„Platz sieht einfach schlimm aus“

Debatte um das vorgestellte Parkraumkonzept für die Sperlingsida

Stendal. „Der undisziplinierte Altmärker ist schuld“, sagt CDU-Stadtrat Dirk Hofer und nennt damit sein Argument für den Beschluss, das Parken auf dem Sperlingsberg generell zu verbieten.

In der ursprünglichen Beschlussvorlage hieß es, das Kurzzeitparken solle beibehalten werden. Der Stadtrat hat auf seiner nächsten Sitzung die endgültige Entscheidungsgewalt.

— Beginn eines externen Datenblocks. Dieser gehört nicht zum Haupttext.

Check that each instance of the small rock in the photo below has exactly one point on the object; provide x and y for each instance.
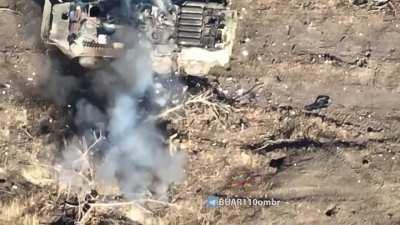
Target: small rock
(331, 210)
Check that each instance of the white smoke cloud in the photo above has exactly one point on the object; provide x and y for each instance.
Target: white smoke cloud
(133, 155)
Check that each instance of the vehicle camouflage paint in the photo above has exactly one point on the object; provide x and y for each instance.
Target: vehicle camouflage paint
(186, 36)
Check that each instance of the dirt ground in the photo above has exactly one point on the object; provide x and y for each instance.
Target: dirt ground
(337, 166)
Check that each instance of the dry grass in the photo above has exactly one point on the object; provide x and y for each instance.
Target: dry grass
(16, 213)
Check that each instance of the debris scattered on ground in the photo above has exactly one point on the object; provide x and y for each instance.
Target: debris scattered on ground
(322, 101)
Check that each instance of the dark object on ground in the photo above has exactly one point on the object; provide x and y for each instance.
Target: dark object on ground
(322, 101)
(360, 2)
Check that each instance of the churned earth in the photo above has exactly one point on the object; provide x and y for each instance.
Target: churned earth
(246, 134)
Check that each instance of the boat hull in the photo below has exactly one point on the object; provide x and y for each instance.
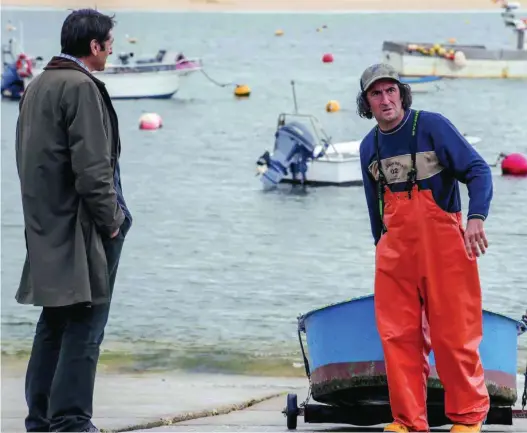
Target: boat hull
(347, 362)
(422, 84)
(143, 85)
(480, 62)
(339, 167)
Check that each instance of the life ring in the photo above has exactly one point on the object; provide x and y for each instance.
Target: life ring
(23, 66)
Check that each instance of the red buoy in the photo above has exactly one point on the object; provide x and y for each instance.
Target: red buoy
(514, 164)
(327, 58)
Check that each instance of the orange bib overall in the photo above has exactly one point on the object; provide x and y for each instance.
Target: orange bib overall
(427, 288)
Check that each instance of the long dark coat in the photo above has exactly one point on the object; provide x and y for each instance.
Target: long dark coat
(67, 145)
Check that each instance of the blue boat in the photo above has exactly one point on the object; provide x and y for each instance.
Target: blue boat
(346, 370)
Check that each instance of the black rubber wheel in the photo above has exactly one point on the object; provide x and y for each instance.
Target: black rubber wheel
(292, 411)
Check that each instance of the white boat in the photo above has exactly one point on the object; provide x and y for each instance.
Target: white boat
(461, 61)
(153, 78)
(156, 77)
(303, 155)
(422, 84)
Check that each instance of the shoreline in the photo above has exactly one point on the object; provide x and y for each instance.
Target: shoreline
(271, 6)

Dem Entschluss ging eine Debatte um das vom Planungsamt vorgestellte Parkraumkonzept voraus. „Mir fehlt das Visionäre“, bemängelte Stadtrat Dr. Henning Richter-Mendau (CDU) die Ausarbeitungen, „einen Blick in die Zukunft kann ich hier nicht erkennen.“ Axel Achilles, Amtsleiter des Planungsamtes, kontert mit dem Kosten-Argument. „Wenn Sie ein umfassendes Konzept wollen, hätten wir das an ein externes Büro abgeben müssen. Und das hätte zwischen 50 000 und 60 000 Euro gekostet.“ Man habe sich daher für eine interne Lösung entschieden. Richter-Mendau schlußfolgert: „Das ist kein Konzept, das ist eine Analyse.“

Damit fand er fraktionsübergreifend Zuspruch. Linke-Fraktionschef Joachim Röxe plädierte für eine Kenntnisnahme des Beschlusses und nicht für eine Zustimmung, wie in der Vorlage formuliert. Sein Antrag, „die vorgelegte Darstellung der vorhandenen und geplanten Stellplatzanlagen zur Kenntnis zu nehmen“ wurde einstimmig entschieden.

Die Ausschussmitglieder einigten sich daraufhin, das Parken am Sperlingsberg und die Verkehrsführung der nördlichen Breiten Straße getrennt voneinander zu diskutieren und zu beschließen. „Ich würde einem parkfreien Sperlingsberg zustimmen, wenn er zu einem wirklich schönen Platz umgestaltet wird und nicht bloß ein paar Betonkübel aufgestellt werden“, sagt Stadtrat Richter-Mendau. Bevor nicht klar sei, was mit dem Sperlingsberg parkplatztechnisch passiere, könnten keine Entscheidungen über dessen Gestaltung getroffen werden, so Axel Achilles.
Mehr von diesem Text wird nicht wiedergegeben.